Pour le tunnel du St-Gothard le volume d’air introduit était de 1,5 à 2m3 par seconde, pour celui de l’Arlberg, pendant longtemps, il a été de 3m3 et, vers la fin des travaux, alors que le nombre d’ouvriers avait sensiblement augmenté, il était de 6m3. Pour le Simplon on a prévu un maximum de 50m3 par seconde.
Le tracé traverse le massif du Monte-Leone dans la direction nord-ouest sud-est. L’altitude de la ligne de faîte est 2,840 mètres au-dessus du niveau de la mer. La longueur du souterrain est de 19.731 mètres. La ligne de partage des eaux forme la frontière entre la Suisse et l’Italie. Elle est coupée à angle droit par le tracé, à peu près au milieu de la longueur du tunnel.

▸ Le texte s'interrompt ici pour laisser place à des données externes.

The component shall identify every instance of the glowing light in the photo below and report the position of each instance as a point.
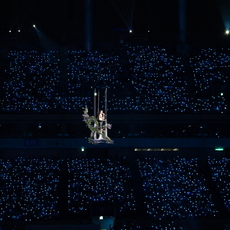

Les diplomates sont satisfaits, alors…
On donne ainsi satisfaction aux exigences diplomatiques. La tète nord est à la cote 687,19 m, le point culminant à 705,20 m et la tête sud à la cote 633,75 m au-dessus de la mer. La différence d’altitude entre les têtes est donc de 53,45 m et la tète sud est plus basse que celle du nord. L’épaisseur de la montagne au-dessus de l’axe du tunnel est de 1140 m et l’épaisseur maximum est, vers le milieu, de 2135 m.
L’altitude de la tête nord est déterminée par les hautes eaux du Rhône, et celle de la tête sud par les conditions climatiques. La neige atteint une hauteur bien moins grande et persiste bien moins longtemps en aval du ruisseau de Chioso qu’en amont. En outre la tète sud se trouve au niveau de la route du Simplon qui rendra facile l’accès au chantier.
La pente du côté nord est de 2 pour mille, indispensable pour l’écoulement des eaux. La pente du côté sud est de 7 pour mille pour racheter la différence du niveau entre le point culminant et le débouché du tunnel sur le versant italien. Dans ce projet, on ne s’est plus préoccupé de rapprocher l’axe du souterrain des thalwegs, pour diminuer soi-disant la température intérieure de la roche. On compte réussir à combattre les températures excessives qu’on doit rencontrer par des moyens énergiques de réfrigération.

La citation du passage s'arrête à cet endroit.